Komisi Pemberantasan Korupsi (KPK) menerbitkan surat perintah penghentian penyidikan (SP3) untuk kasus dugaan korupsi terkait izin tambang di Konawe Utara, Sulawesi Tenggara. Kasus yang diduga merugikan negara senilai Rp 2,7 triliun ini dihentikan karena tidak ditemukannya kecukupan bukti.
Alasan Penghentian Kasus
Juru Bicara KPK, Budi Prasetyo, menjelaskan bahwa kasus ini bermula pada tahun 2009. Meskipun penyidik telah menetapkan tersangka pada tahun 2017, pendalaman lebih lanjut tidak menemukan bukti yang cukup untuk melanjutkan proses hukum.
“Bahwa tempus perkaranya adalah 2009 dan setelah dilakukan pendalaman pada tahap penyidikan tidak ditemukan kecukupan bukti,” ujar Budi Prasetyo.
Ia menambahkan bahwa penerbitan SP3 bertujuan untuk memberikan kepastian hukum bagi pihak-pihak yang terkait. KPK juga menyatakan tetap terbuka jika ada informasi baru yang relevan dengan kasus ini.
“Sehingga KPK menerbitkan SP3 untuk memberikan kepastian hukum kepada pihak-pihak terkait.
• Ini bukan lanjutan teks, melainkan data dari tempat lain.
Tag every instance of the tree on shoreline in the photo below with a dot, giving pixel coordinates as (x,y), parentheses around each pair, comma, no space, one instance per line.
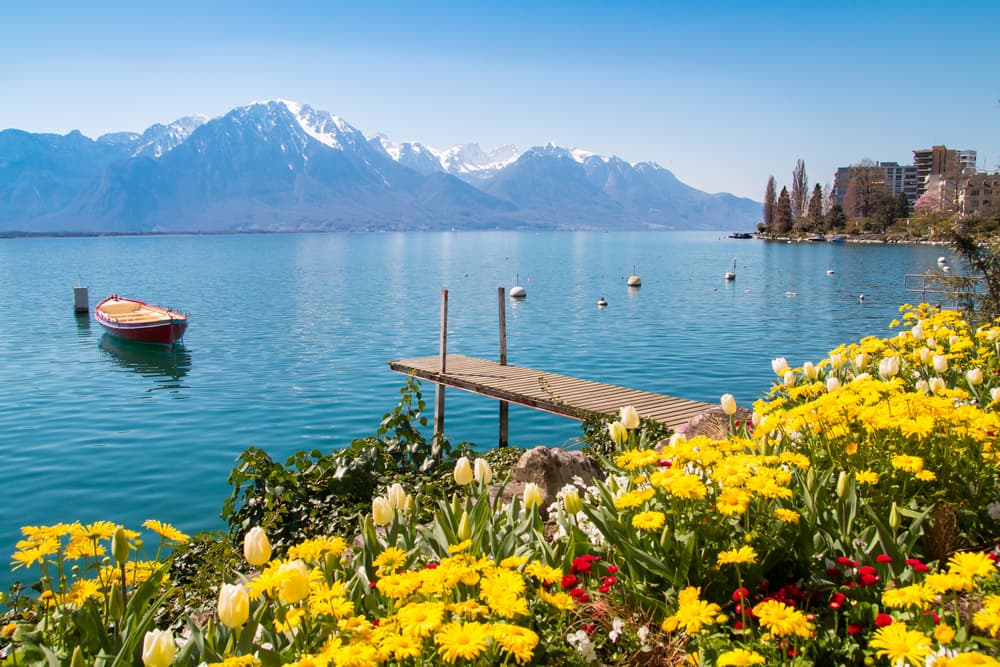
(770,203)
(800,191)
(815,212)
(783,213)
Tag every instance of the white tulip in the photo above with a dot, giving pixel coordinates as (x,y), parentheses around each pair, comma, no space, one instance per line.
(629,417)
(463,472)
(482,471)
(940,363)
(888,367)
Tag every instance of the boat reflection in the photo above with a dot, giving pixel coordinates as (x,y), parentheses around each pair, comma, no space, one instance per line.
(164,364)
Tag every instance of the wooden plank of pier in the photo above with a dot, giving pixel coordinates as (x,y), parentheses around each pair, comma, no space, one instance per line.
(558,394)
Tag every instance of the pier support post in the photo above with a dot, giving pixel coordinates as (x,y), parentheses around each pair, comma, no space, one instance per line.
(439,388)
(504,406)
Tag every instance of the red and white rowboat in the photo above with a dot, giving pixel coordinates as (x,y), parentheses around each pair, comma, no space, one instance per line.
(140,322)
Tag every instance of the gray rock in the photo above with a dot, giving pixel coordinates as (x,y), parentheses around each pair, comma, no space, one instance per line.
(551,469)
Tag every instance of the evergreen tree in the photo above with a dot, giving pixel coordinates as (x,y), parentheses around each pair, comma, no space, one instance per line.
(836,219)
(800,190)
(770,202)
(815,213)
(783,213)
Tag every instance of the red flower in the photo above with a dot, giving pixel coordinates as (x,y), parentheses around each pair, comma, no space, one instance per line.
(582,563)
(867,579)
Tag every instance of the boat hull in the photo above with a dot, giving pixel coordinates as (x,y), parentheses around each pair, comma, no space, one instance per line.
(167,328)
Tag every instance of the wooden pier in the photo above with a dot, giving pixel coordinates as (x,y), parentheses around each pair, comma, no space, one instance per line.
(558,394)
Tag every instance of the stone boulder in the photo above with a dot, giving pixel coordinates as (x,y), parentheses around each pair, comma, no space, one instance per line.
(713,423)
(551,469)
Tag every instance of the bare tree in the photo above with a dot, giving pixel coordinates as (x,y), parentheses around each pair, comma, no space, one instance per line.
(800,190)
(815,212)
(770,201)
(864,189)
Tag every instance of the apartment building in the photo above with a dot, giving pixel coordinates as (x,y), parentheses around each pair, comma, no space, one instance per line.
(981,196)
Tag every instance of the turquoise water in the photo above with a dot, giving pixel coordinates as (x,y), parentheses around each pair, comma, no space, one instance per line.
(290,335)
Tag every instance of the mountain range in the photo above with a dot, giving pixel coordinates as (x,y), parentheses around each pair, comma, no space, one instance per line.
(282,166)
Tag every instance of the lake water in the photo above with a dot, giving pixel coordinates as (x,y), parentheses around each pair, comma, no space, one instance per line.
(290,335)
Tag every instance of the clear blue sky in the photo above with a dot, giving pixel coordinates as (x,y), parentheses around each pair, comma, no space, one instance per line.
(723,94)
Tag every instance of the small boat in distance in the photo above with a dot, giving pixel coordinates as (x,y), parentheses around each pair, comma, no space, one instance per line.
(138,321)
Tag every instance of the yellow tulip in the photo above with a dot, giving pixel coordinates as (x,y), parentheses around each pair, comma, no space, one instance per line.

Kami terbuka, jika masyarakat memiliki kebaruan informasi yang terkait dengan perkara ini untuk dapat menyampaikannya kepada KPK,” tuturnya.
Dasar Hukum dan Latar Belakang Kasus
KPK dapat menerbitkan SP3 setelah revisi Undang-Undang KPK pada tahun 2019. Aturan mengenai penghentian perkara ini tercantum dalam Pasal 40 UU Nomor 19 Tahun 2019.
Kasus yang berlokasi di Konawe Utara ini sempat menjadi sorotan pada tahun 2017 ketika KPK menetapkan mantan Bupati Konawe Utara, Aswad Sulaiman, sebagai tersangka. Ia diduga memperkaya diri sendiri dan menyalahgunakan kewenangan yang berujung pada kerugian keuangan negara.
“Menetapkan ASW (Aswad Sulaiman) sebagai tersangka,” ucap Wakil Ketua KPK saat itu, Saut Situmorang, pada Selasa (3/10/2017) di kantornya, Jalan Kuningan Persada, Jakarta Selatan.
Saut Situmorang kala itu merinci bahwa dugaan korupsi terkait izin eksplorasi, izin usaha pertambangan, dan izin operasi produksi di Konawe Utara. Tindak pidana yang disangkakan kepada Aswad diduga terjadi antara tahun 2007 hingga 2009.
“Indikasi kerugian negara yang sekurang-kurangnya Rp 2,7 triliun yang berasal dari penjualan produksi nikel, yang diduga diperoleh dari proses perizinan yang melawan hukum,” kata Saut Situmorang.